I talked to my friend Jake Shank yesterday. He works at Aerotek, one of the places I've been shot down by. I'm not at all mad at him, as he got me an interview and really hyped me up, but in the end, my own honesty got me the boot. They asked me to describe myself in three words and I did; happy, fun, easy to get along with. I know it would be best to say ambitious, motivated, over-achiever, ass-kisser, but I can't say those things for a couple of reasons. The first is that I feel when you describe yourself, you should describe yourself on a Sunday afternoon. A person that is truly motivated is the person who runs errands on Sunday. A person who gets ready for the week ahead. That's not me. That's not most people. Second, as an interviewer, I would instantly write any person who responded as such off. Motivated is a bullshit answer. I don't like bullshit, I like honesty. The interviewers were younger guys, so I figured they would appreciate honesty as well. Apparently the fact that I'm happy, fun, and easy to get along with means that I would be totally unable to recruit engineers to work for other companies. Whatever. The two guys that interviewed me told Jake to call me and tell me that if I ever wanted a job, that I should NOT respond the way I did. The bad news is I'm going to do it again because I want to work for the person that can see that I'm being honest and appreciate that. The problem is that I think that person is unemployed too.

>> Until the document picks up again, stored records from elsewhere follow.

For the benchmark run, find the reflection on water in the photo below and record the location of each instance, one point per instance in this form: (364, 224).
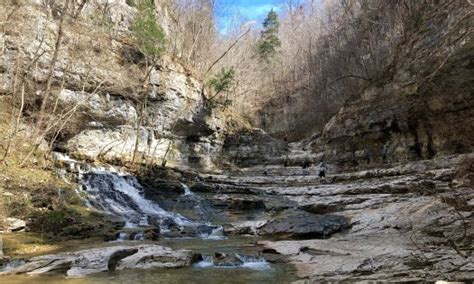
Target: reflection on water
(268, 273)
(188, 275)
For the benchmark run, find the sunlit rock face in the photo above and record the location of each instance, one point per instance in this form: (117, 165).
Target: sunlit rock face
(424, 110)
(99, 78)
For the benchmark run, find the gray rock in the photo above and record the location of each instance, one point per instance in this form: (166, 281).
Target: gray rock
(303, 225)
(1, 249)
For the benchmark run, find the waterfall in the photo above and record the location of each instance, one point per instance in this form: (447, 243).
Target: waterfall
(187, 191)
(121, 195)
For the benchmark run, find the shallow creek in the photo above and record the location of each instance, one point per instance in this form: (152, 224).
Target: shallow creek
(122, 196)
(250, 272)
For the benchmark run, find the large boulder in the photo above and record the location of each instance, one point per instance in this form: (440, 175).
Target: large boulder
(304, 225)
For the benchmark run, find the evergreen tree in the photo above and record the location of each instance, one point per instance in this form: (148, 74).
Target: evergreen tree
(269, 41)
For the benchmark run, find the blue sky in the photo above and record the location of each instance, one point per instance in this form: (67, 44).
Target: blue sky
(249, 10)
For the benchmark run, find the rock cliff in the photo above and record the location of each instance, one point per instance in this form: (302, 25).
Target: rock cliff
(423, 109)
(99, 77)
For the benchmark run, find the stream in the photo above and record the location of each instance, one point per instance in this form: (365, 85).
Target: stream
(121, 195)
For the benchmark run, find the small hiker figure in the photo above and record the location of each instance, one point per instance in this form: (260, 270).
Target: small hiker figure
(306, 166)
(322, 170)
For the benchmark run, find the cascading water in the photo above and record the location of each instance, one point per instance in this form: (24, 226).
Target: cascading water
(122, 196)
(119, 194)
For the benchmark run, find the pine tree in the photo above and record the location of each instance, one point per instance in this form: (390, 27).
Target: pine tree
(269, 41)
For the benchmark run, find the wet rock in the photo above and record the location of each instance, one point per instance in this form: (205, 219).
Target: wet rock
(81, 263)
(1, 250)
(152, 234)
(223, 259)
(304, 225)
(194, 207)
(15, 224)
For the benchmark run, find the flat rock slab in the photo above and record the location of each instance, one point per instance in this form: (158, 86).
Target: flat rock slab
(303, 225)
(81, 263)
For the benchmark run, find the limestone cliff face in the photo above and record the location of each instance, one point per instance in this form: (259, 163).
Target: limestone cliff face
(424, 110)
(100, 74)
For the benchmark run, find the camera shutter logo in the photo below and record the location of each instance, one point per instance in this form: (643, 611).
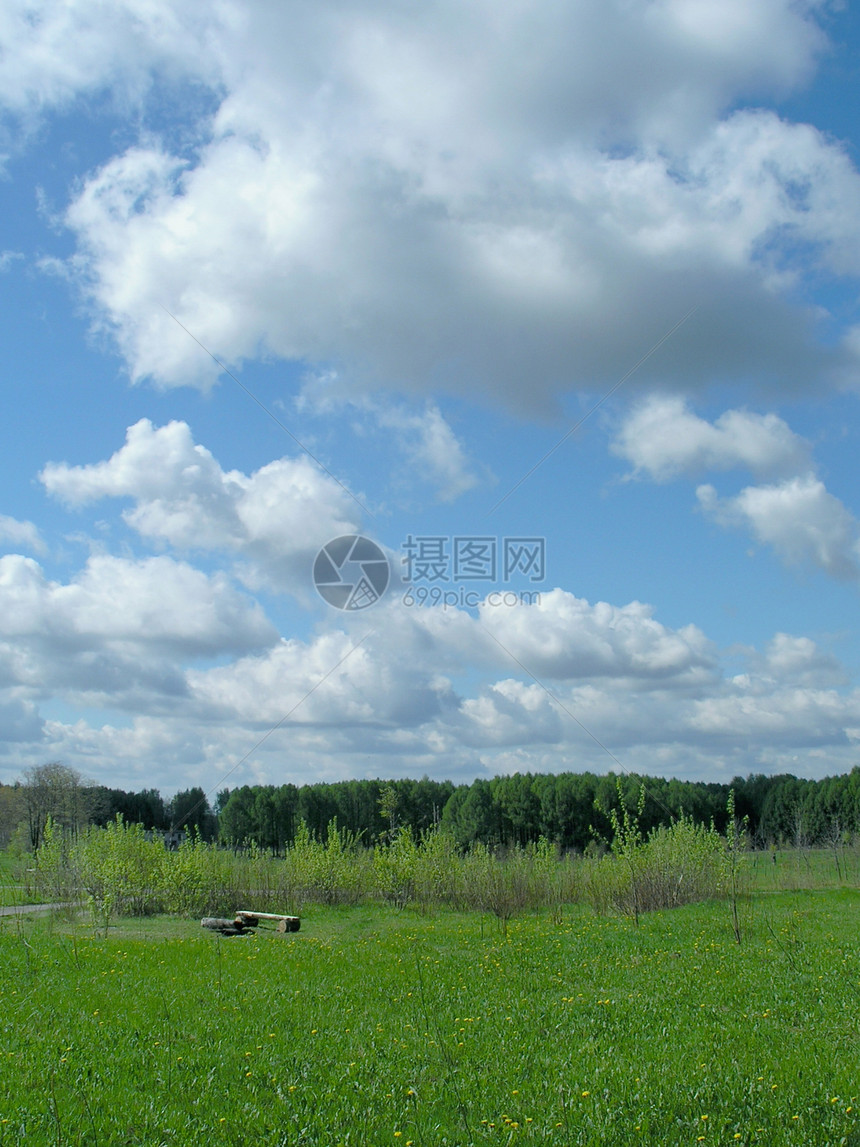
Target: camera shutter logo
(351, 572)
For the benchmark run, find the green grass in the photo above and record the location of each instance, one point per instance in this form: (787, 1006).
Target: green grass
(383, 1028)
(12, 879)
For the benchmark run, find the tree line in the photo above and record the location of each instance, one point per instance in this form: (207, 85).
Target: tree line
(571, 810)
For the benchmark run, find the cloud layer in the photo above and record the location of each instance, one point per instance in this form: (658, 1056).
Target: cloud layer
(499, 203)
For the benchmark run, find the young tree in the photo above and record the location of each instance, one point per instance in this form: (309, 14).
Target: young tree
(57, 792)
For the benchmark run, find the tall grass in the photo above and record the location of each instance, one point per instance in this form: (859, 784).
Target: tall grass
(117, 871)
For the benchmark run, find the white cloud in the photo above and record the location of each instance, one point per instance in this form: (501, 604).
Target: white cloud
(431, 692)
(663, 438)
(432, 449)
(563, 637)
(21, 533)
(803, 522)
(274, 520)
(117, 633)
(419, 197)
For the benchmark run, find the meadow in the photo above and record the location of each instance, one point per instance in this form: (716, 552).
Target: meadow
(377, 1025)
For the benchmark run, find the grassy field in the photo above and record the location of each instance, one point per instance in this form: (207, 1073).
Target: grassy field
(381, 1028)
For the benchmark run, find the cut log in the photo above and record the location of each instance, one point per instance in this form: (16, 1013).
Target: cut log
(225, 927)
(251, 919)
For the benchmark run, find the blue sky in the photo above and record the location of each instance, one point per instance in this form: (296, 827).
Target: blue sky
(428, 244)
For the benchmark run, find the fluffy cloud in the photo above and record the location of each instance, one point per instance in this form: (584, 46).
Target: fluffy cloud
(21, 533)
(117, 633)
(803, 522)
(275, 519)
(430, 691)
(662, 437)
(417, 196)
(563, 637)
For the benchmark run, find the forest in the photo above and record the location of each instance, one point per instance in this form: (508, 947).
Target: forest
(572, 810)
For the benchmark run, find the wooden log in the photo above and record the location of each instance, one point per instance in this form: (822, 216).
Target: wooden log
(265, 915)
(225, 927)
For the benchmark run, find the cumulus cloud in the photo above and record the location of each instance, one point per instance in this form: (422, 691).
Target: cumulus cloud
(796, 515)
(21, 533)
(119, 631)
(662, 437)
(563, 637)
(803, 522)
(432, 449)
(419, 197)
(430, 691)
(275, 520)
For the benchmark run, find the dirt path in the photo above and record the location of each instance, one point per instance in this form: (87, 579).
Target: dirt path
(21, 910)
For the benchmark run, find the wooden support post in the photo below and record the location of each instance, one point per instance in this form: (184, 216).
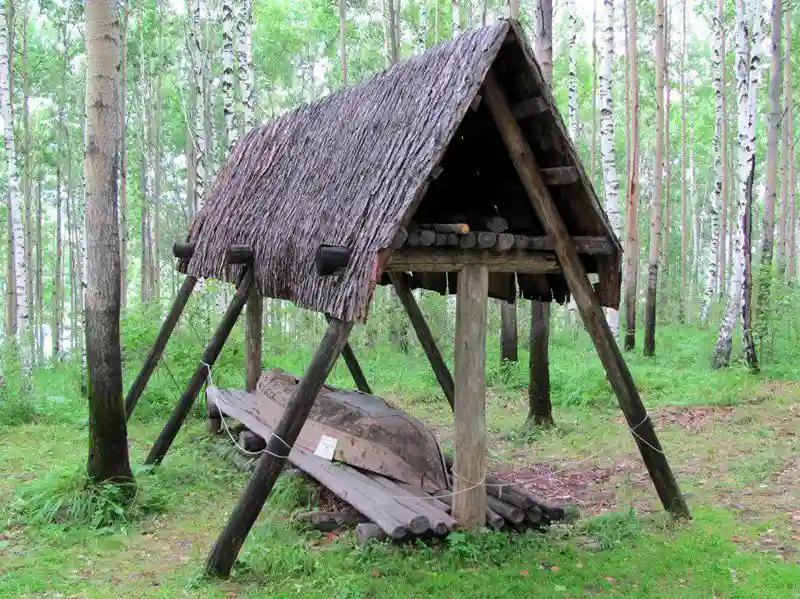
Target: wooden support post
(424, 335)
(588, 304)
(469, 431)
(226, 548)
(150, 363)
(210, 355)
(508, 332)
(354, 367)
(253, 335)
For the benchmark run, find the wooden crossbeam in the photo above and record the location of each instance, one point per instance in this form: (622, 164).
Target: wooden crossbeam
(588, 304)
(560, 175)
(450, 260)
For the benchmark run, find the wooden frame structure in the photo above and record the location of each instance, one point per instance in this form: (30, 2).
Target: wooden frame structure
(558, 255)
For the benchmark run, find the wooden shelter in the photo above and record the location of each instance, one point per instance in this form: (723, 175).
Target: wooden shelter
(403, 180)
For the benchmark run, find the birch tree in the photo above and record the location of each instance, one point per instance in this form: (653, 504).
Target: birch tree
(108, 442)
(737, 304)
(655, 216)
(607, 153)
(718, 70)
(632, 229)
(15, 203)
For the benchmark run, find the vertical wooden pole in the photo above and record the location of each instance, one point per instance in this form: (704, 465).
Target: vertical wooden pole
(226, 548)
(210, 355)
(469, 464)
(253, 337)
(589, 305)
(354, 367)
(136, 390)
(424, 335)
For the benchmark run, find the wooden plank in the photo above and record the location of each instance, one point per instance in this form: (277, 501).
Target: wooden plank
(560, 175)
(469, 431)
(226, 548)
(209, 357)
(253, 329)
(426, 340)
(450, 260)
(150, 363)
(360, 443)
(588, 304)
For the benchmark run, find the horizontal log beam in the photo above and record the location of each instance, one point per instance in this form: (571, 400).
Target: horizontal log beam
(449, 260)
(560, 175)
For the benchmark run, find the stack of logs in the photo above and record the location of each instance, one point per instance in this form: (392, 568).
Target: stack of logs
(395, 510)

I haven't exercised this week. Monday I was out of town all day, so that's not TOTALLY my fault, although I could've squeezed a workout in if I had really tried. Tuesday and Wednesday I just couldn't drag myself over there. I'm trying to stay upbeat about this whole constant rejection theme that is presently in my life, but no matter how big your smile it still weighs on you. The last thing I want to do is add aching muscles and joints to my aching ego and self-esteem. I'm going today no matter what. It is on the "To Do" list that I made for myself.

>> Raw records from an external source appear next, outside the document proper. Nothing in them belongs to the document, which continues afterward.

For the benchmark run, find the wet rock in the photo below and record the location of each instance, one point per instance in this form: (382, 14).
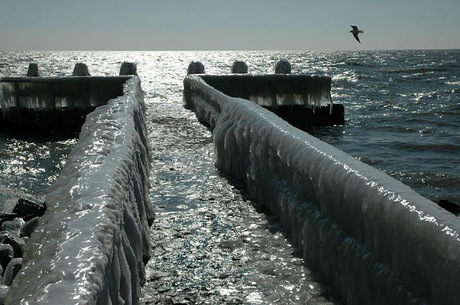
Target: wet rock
(239, 67)
(128, 68)
(450, 206)
(283, 67)
(6, 255)
(80, 69)
(12, 225)
(28, 209)
(11, 270)
(3, 291)
(16, 242)
(7, 217)
(29, 227)
(33, 70)
(195, 67)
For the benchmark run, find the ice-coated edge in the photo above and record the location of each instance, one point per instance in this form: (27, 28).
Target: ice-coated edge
(91, 245)
(373, 238)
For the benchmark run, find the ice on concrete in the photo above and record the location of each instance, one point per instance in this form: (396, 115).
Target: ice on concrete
(372, 237)
(92, 243)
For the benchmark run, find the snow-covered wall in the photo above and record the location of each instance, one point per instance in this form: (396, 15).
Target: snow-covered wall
(372, 237)
(92, 243)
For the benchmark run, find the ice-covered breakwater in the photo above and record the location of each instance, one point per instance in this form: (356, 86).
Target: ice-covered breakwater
(31, 104)
(372, 237)
(303, 100)
(91, 245)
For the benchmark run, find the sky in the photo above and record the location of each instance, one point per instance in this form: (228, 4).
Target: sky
(228, 25)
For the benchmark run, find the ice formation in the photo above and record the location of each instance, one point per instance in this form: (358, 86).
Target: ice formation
(91, 245)
(372, 237)
(275, 90)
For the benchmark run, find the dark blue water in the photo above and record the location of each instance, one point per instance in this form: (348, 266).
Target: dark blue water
(402, 107)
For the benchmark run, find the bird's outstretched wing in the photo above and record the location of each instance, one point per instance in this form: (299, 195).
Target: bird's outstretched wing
(356, 36)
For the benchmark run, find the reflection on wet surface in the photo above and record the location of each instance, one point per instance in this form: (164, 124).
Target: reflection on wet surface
(210, 245)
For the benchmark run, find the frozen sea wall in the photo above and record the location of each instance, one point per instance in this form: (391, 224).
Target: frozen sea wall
(33, 104)
(91, 245)
(301, 99)
(370, 236)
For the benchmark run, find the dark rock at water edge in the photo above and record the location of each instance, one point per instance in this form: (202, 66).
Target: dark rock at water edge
(450, 206)
(27, 209)
(6, 255)
(11, 270)
(16, 242)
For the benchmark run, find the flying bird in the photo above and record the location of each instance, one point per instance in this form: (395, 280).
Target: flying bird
(355, 32)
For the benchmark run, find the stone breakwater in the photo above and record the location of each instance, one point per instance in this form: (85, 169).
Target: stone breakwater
(370, 236)
(91, 245)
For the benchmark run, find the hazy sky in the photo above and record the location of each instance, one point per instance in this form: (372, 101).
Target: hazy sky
(228, 25)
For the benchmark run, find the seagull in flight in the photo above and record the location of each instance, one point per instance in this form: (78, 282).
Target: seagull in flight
(355, 32)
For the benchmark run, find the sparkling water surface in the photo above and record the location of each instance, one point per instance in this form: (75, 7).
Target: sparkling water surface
(402, 112)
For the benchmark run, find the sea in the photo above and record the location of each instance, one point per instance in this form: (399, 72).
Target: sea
(402, 108)
(211, 245)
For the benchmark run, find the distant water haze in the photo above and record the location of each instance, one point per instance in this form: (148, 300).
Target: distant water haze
(401, 108)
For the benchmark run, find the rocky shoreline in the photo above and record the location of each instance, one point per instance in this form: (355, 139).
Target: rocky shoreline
(15, 231)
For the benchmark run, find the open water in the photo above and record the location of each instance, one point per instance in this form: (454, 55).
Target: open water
(402, 112)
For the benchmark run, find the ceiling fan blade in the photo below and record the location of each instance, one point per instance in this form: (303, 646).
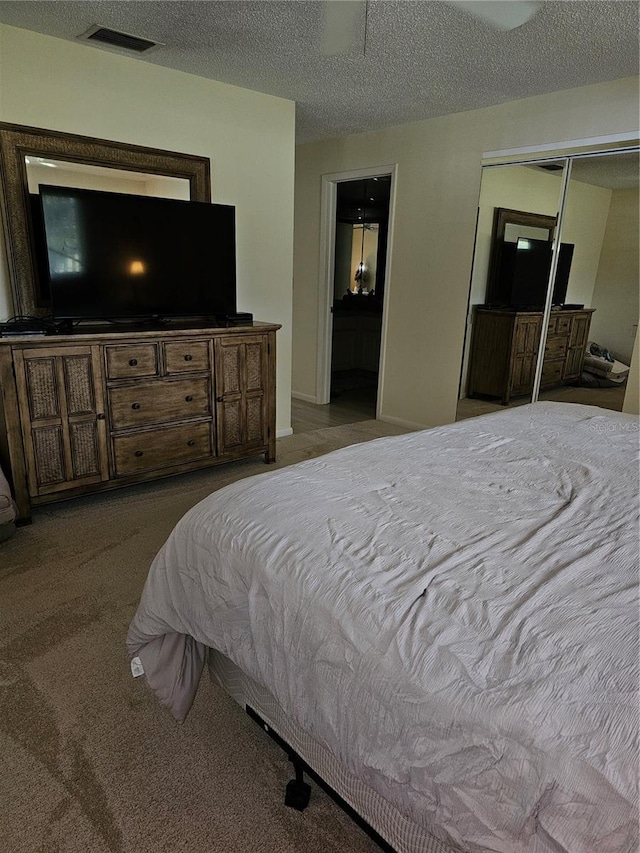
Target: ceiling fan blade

Still no poker. I think part of my non-playing can be attributed to my presently sagging self-esteem. I don't feel like I can win at anything at the moment, so I think I've subconsciously avoided playing, which isn't all bad. Although I had a dream about poker last night which made me want to play today. I was in a casino somewhere (not Vegas) playing a HORSE tournament. I was on vacation with my family, and had been spending the day with them while blinding away in this tournament. I came back to see that I had made the final table by blinding off, but was ridiculously short-stacked. It was hold 'em, but the were playing the hold 'em round as no limit. I got all in with AQ vs AK, AQ, and AJ. We chopped it on a final board of KJTQx, but somehow I came out way ahead. When it switched to Omaha, I had amassed more chips without playing a hand but then got booted from the tournament when a played called me on a technicality. A guy had busted and I moved over into his seat. When he busted, he forgot to throw his cards to the dealer. A few hands later the dealer realized the cards were missing, I found them and offered them up, and another player called the floor and had me bounced from the tournament for trying to cheat. I handled it well (because it was a dream and not for an actual $2,000) and then I woke up. I take the dream as a "despite bad odds against you, you can still beat people at poker" type of deal. I think I'll give it a shot today.
2 comments:
Lies and deception get you paid. Don't get in the way of yourself. Resume's get you an interview, interviews get you a job, and job performance gets you promoted. Do whatever you have to do to get yourself employed. Hiring managers want to hear things that will make them look good for hiring you. Then you have to follow through and make them look good through production. Not necessarily doing what you told the hiring manager you were going to do. I know it sounds confusing, but say what it is they want to hear. I know I don't really have much room to talk since I work for my father-in-law, but I did go on about 12 different interviews when I moved down to Springfield. Keep your head up and something will smack you in the face. Keep your head down and that same opportunity will take your head clean off. good night and good luck.
I feel like I'm about to go into the jungles of Vietnam. Actually, I just got back from the workout room so I feel like I just got OUT of the jungles in Vietnam. Without my legs. Too soon?